The Dutch Childhood Leukemia Study Group (DCLSG) performed a phase III study-Study (ALL) V-to evaluate the effectiveness of rubidomycin in induction therapy with vincristine, prednisone, and L-asparaginase for children (0-15 years) with standard risk acute lymphoblastic leukemia (ALL) (white blood cell [WBC] counts less than 50.10(9)/L, absence of mediastinal mass, and/or cerebromeningeal leukemia). Furthermore, the influence of initial patient and disease characteristics on the outcome was analyzed. Between May 1979 and December 1982, 240 patients entered the study and were randomized into two groups: group A (n = 122) received induction treatment with vincristine (VCR), prednisone (Pred), and L-asparaginase (L-Asp); for group B (n = 118), induction therapy consisted of VCR, Pred, L-Asp, and rubidomycin (Rub). All patients subsequently underwent cranial irradiation (doses adjusted to age) in combination with intrathecal methotrexate; maintenance therapy of 6-mercaptopurine and methotrexate for 5 weeks followed by vincristine and prednisone for 2 weeks was given for 24 months. The complete remission (CR) rate was similar in both groups (94.5%). Event-free survival (EFS) 5 years after diagnosis was higher in group B (62.5 +/- 4.5%) than in group A (54.7 +/- 4.5%), although the difference is not significant (p = 0.20). A high initial WBC (greater than or equal to 10.10(9)/L), age (greater than or equal to 10 years), a low platelet count (less than 100.10(9)/L), and a positive acid phosphatase reaction of the leukemic cells were unfavorable prognostic factors (p less than 0.05).

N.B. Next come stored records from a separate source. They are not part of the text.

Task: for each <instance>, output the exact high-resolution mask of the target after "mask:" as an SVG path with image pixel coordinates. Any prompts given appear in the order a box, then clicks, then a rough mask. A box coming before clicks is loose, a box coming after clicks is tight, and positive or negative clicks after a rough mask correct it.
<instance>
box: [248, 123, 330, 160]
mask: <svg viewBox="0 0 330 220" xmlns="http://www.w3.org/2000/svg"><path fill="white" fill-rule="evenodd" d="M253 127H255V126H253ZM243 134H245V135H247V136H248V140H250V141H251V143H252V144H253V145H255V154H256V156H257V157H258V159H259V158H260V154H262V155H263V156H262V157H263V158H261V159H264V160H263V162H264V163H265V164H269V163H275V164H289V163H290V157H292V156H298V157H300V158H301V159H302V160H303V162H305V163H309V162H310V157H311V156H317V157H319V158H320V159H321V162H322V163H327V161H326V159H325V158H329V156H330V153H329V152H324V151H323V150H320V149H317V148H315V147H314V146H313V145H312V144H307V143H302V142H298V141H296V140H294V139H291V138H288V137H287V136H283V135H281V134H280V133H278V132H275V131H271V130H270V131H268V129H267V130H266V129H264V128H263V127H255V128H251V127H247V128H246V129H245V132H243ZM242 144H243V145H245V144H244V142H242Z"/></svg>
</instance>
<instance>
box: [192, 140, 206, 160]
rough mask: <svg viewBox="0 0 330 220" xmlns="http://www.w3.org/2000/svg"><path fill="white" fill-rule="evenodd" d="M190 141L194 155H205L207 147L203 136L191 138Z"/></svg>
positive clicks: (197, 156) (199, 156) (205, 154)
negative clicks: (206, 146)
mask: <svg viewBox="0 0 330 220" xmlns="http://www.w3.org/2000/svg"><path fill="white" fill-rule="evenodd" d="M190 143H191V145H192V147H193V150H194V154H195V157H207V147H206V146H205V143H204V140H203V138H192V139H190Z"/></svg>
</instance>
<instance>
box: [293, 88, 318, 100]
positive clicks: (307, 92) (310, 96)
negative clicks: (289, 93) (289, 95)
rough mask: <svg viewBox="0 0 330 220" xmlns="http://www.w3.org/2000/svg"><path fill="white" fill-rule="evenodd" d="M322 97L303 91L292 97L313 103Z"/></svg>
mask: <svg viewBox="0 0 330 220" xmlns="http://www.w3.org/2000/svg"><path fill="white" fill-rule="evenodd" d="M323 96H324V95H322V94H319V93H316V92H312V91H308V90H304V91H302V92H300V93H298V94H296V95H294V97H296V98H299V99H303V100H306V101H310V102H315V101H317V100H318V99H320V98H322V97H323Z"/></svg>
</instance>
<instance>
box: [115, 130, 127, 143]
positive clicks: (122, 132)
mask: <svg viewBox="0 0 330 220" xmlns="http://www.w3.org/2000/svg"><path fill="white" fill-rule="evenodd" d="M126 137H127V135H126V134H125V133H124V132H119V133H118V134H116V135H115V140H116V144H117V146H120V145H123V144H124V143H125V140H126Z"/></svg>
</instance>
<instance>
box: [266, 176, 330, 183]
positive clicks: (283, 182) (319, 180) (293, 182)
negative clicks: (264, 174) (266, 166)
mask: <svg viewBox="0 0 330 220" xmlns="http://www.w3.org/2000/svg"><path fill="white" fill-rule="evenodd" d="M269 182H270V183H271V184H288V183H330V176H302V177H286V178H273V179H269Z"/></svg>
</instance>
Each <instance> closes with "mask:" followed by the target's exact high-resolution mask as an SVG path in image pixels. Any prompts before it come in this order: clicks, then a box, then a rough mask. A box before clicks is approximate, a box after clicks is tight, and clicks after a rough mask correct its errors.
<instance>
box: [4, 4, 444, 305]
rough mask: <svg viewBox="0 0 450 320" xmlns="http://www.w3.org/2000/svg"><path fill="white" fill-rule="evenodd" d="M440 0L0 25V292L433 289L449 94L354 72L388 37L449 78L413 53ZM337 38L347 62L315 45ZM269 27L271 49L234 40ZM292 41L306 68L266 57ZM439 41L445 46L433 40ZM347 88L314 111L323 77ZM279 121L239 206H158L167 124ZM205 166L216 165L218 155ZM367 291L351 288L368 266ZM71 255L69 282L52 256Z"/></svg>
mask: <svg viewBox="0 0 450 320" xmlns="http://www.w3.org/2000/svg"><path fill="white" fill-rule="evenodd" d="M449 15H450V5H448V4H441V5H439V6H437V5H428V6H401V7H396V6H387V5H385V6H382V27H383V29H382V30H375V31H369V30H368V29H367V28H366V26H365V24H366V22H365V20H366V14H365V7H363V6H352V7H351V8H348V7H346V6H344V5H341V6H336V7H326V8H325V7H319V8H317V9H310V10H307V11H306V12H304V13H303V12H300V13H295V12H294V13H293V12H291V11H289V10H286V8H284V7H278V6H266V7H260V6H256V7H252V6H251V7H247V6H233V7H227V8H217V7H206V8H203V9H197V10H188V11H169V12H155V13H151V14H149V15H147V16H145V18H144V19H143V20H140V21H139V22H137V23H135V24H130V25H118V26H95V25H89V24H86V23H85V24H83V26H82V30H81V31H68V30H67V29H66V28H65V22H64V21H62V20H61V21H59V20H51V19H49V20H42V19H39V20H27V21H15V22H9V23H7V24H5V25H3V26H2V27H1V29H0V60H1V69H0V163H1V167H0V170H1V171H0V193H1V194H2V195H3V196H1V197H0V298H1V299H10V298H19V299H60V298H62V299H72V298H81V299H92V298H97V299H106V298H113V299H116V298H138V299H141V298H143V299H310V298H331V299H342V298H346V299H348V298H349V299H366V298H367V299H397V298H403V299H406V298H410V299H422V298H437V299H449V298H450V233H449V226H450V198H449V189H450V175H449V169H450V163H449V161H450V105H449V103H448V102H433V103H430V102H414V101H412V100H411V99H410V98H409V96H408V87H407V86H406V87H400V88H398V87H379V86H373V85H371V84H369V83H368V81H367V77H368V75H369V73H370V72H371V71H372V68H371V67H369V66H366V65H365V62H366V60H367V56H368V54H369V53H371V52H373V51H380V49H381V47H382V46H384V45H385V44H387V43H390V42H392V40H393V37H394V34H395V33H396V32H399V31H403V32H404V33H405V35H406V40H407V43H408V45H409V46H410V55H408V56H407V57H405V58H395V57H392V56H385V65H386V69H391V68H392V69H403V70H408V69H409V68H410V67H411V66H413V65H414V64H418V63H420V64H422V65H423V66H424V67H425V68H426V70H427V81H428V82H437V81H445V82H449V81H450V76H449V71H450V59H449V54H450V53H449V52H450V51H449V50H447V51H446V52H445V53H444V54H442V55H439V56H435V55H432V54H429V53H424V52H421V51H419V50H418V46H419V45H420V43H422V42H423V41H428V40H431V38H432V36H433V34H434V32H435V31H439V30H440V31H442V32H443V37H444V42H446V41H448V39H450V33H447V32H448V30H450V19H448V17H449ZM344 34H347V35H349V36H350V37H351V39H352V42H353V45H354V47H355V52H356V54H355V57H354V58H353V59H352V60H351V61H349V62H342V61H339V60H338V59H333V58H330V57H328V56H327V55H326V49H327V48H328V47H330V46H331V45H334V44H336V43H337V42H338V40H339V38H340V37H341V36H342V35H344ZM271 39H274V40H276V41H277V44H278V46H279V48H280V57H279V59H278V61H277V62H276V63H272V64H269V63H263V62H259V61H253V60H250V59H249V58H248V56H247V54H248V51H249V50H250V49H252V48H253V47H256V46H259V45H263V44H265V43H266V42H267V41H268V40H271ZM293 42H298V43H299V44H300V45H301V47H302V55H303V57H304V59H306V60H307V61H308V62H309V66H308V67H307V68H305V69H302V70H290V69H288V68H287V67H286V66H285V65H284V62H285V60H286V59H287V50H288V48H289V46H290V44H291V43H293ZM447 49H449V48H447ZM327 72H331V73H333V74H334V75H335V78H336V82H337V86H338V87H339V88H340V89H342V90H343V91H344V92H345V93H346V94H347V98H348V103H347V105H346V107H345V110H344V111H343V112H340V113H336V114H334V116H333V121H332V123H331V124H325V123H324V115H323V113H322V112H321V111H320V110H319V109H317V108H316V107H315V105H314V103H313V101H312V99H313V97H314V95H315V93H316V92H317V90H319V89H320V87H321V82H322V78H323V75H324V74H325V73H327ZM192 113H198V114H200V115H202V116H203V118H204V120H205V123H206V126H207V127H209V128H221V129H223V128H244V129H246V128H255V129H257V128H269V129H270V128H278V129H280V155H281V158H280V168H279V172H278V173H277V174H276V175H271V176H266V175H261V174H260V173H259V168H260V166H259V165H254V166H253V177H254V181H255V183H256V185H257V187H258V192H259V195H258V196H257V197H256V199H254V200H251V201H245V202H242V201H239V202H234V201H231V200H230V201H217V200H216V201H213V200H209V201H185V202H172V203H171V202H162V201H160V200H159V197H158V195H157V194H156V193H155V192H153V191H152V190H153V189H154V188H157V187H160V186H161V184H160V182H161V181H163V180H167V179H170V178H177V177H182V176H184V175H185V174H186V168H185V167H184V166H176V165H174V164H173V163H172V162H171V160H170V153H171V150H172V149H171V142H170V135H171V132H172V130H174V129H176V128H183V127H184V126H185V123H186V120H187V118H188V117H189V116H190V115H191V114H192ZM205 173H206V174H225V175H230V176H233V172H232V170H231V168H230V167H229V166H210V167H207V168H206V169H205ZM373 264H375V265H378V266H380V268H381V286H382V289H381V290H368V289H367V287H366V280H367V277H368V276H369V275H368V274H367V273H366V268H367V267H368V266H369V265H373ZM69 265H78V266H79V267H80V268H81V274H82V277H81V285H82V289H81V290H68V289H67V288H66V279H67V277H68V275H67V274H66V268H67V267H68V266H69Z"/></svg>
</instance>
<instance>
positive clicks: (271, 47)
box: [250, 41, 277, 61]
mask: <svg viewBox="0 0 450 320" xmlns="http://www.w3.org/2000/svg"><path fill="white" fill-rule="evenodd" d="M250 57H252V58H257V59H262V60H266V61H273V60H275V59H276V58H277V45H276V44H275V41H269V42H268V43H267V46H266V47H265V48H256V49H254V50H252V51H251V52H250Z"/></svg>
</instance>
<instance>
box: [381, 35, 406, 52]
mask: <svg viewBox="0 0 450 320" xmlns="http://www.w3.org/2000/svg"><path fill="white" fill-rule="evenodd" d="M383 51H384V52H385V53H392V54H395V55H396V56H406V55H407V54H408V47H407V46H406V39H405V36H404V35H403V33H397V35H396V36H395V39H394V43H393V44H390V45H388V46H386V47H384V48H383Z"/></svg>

Sex, French-American-British (FAB) classification group, immunophenotype, and treatment in specialized centers did not have a significant impact on event-free survival.

摘要

荷兰儿童白血病研究组(DCLSG)开展了一项III期研究——研究(ALL)V,以评估柔红霉素在联合长春新碱、泼尼松和L-天冬酰胺酶对标准风险急性淋巴细胞白血病(ALL)(白细胞[WBC]计数低于50×10⁹/L、无纵隔肿块和/或脑膜白血病)的0至15岁儿童进行诱导治疗中的有效性。此外,还分析了初始患者和疾病特征对结局的影响。1979年5月至1982年12月期间,240例患者进入该研究并被随机分为两组:A组(n = 122)接受长春新碱(VCR)、泼尼松(Pred)和L-天冬酰胺酶(L-Asp)的诱导治疗;B组(n = 118)的诱导治疗包括VCR、Pred、L-Asp和柔红霉素(Rub)。所有患者随后均接受了与鞘内甲氨蝶呤联合的头颅照射(剂量根据年龄调整);给予6-巯基嘌呤和甲氨蝶呤维持治疗5周,随后长春新碱和泼尼松治疗2周,持续24个月。两组的完全缓解(CR)率相似(94.5%)。诊断后5年的无事件生存率(EFS)在B组(62.5±4.5%)高于A组(54.7±4.5%),尽管差异无统计学意义(p = 0.20)。初始白细胞计数高(大于或等于10×10⁹/L)、年龄(大于或等于10岁)、血小板计数低(小于100×10⁹/L)以及白血病细胞酸性磷酸酶反应阳性是不良预后因素(p < 0.05)。性别、法美英(FAB)分类组、免疫表型以及在专科中心接受治疗对无事件生存率没有显著影响。